Between Reforms and Resistances: The Land Question in Contemporary Latin America
Keywords:
Land tenure structure, Agrarian reform, Rural conflicts, Latin AmericaAbstract
The text offers a long-term perspective on the agrarian structure in Latin America, historically characterized by a high concentration of land, transformations in property rights, and persistent social conflicts. This structural configuration has sustained the leading role of the agro-export sector, whose technological and productive transformations have deepened rural inequalities.

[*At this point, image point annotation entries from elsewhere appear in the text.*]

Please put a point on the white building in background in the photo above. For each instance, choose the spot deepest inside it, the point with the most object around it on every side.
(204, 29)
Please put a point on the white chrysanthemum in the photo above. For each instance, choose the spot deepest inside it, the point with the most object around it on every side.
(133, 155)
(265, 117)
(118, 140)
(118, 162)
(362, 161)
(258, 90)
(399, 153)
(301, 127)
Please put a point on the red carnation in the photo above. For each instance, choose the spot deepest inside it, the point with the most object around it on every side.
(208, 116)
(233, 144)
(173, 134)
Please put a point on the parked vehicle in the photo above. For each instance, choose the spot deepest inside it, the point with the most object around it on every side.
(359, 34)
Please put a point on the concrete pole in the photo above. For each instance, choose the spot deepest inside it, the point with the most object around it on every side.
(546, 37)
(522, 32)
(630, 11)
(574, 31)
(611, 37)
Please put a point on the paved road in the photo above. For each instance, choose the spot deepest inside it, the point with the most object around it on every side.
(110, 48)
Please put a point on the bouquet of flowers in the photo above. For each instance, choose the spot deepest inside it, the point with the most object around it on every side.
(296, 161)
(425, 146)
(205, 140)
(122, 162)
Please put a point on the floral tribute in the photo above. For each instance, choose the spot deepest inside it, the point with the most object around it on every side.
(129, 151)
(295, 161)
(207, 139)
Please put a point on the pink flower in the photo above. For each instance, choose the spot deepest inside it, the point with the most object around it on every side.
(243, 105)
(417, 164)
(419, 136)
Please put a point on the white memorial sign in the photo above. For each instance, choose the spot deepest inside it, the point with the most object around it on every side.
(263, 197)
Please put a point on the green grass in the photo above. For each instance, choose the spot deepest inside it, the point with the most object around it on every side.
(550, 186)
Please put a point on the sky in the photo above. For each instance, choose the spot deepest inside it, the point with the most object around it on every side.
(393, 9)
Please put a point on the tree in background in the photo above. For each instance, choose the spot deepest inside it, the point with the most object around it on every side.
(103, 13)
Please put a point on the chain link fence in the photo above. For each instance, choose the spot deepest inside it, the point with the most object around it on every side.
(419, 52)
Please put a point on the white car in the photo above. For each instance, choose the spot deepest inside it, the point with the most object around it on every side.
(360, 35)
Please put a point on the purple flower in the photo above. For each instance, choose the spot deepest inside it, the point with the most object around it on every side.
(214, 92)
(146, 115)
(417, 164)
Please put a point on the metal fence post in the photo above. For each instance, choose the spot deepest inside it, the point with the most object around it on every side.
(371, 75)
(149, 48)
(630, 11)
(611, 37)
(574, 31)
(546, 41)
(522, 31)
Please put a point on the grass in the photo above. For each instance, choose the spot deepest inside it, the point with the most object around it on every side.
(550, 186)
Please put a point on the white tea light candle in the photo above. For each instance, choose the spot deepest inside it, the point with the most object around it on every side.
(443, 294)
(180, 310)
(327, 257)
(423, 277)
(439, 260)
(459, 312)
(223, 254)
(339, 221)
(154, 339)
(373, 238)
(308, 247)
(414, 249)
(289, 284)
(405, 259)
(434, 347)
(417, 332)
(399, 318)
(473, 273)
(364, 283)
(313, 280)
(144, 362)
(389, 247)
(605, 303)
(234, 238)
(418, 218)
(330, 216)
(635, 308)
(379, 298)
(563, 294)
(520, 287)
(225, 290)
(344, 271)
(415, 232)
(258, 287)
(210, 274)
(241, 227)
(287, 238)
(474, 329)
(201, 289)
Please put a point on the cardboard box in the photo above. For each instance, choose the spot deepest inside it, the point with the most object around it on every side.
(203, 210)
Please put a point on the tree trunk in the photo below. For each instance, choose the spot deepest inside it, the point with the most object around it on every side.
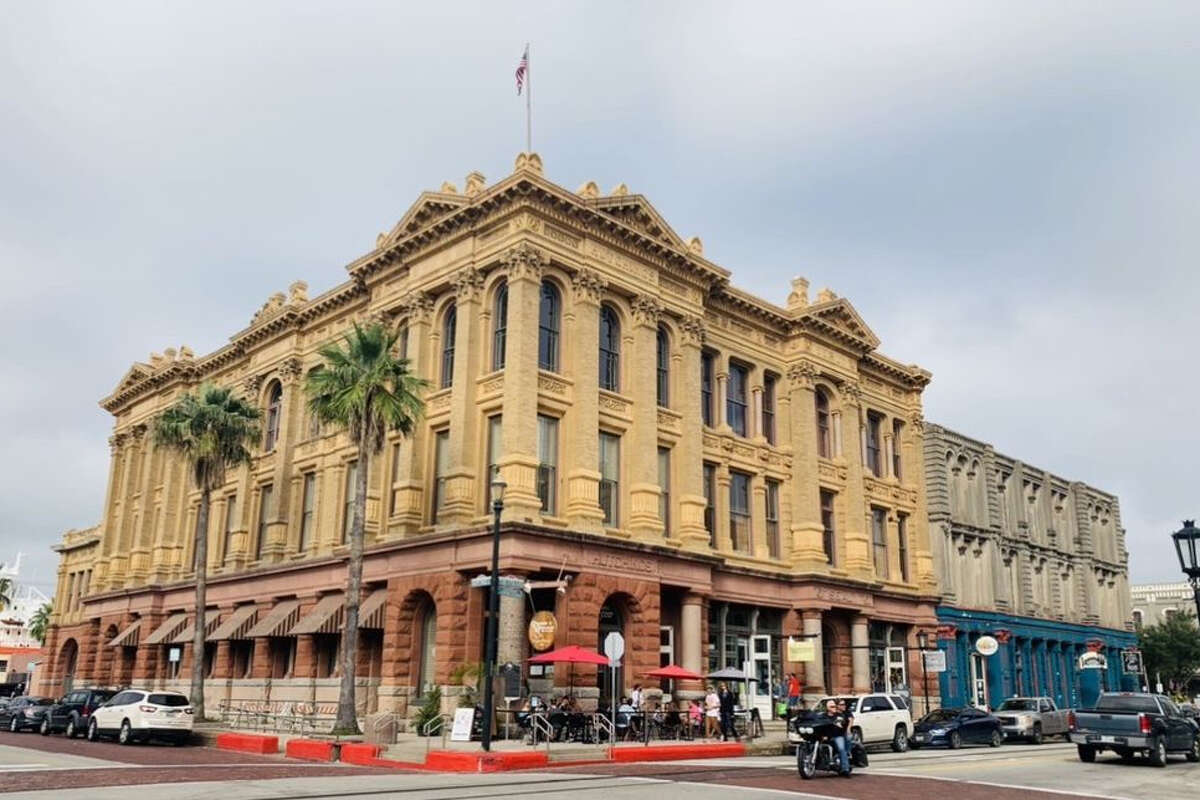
(202, 575)
(347, 714)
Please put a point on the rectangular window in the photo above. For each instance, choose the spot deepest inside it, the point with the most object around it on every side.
(827, 523)
(709, 500)
(441, 467)
(768, 408)
(706, 388)
(352, 485)
(665, 488)
(880, 540)
(736, 398)
(547, 463)
(306, 517)
(610, 479)
(739, 511)
(874, 461)
(264, 511)
(773, 546)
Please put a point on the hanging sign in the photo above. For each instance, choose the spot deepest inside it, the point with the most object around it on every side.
(543, 629)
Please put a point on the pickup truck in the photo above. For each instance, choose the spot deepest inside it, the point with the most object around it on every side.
(1128, 723)
(1031, 719)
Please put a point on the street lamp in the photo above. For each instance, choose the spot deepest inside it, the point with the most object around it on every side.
(1187, 547)
(493, 609)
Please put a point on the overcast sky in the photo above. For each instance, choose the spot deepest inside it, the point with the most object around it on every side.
(1005, 191)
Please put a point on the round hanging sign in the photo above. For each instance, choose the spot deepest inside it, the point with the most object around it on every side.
(543, 629)
(987, 645)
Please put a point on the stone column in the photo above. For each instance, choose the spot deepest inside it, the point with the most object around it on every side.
(689, 455)
(583, 453)
(859, 641)
(519, 428)
(641, 459)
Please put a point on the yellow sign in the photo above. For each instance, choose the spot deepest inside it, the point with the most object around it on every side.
(801, 650)
(543, 629)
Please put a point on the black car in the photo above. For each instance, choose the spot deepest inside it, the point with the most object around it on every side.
(71, 713)
(24, 713)
(957, 727)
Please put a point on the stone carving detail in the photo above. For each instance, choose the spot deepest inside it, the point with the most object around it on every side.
(588, 286)
(525, 262)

Since the early 20th century, particularly after the mid-century revolutions, the debate on agrarian reform emerged as a way to democratize access to land. However, the policies implemented—ranging from redistributive models to preventive modernization strategies—generally failed to alter the concentration pattern and often contributed to its consolidation under the “Green Revolution” paradigm. At the same time, forms of resistance and political organization developed, along with disputes over the meaning of land as a productive and social resource.
The dossier introduced by this text brings together research that addresses the agrarian question from historical, institutional, and organizational perspectives. The articles analyze reform and counter-reform policies, land concentration processes, and contemporary disputes over the social function of land. Through case studies in El Salvador, Uruguay, Brazil, and Bolivia, the works highlight the persistence of an unfinished agenda surrounding the land issue, marked by new forms of concentration, territorial conflicts, state silences, and social adaptation strategies. Thus, the dossier provides analytical tools to rethink the agrarian problem in Latin America from a critical, situated, and long-term perspective.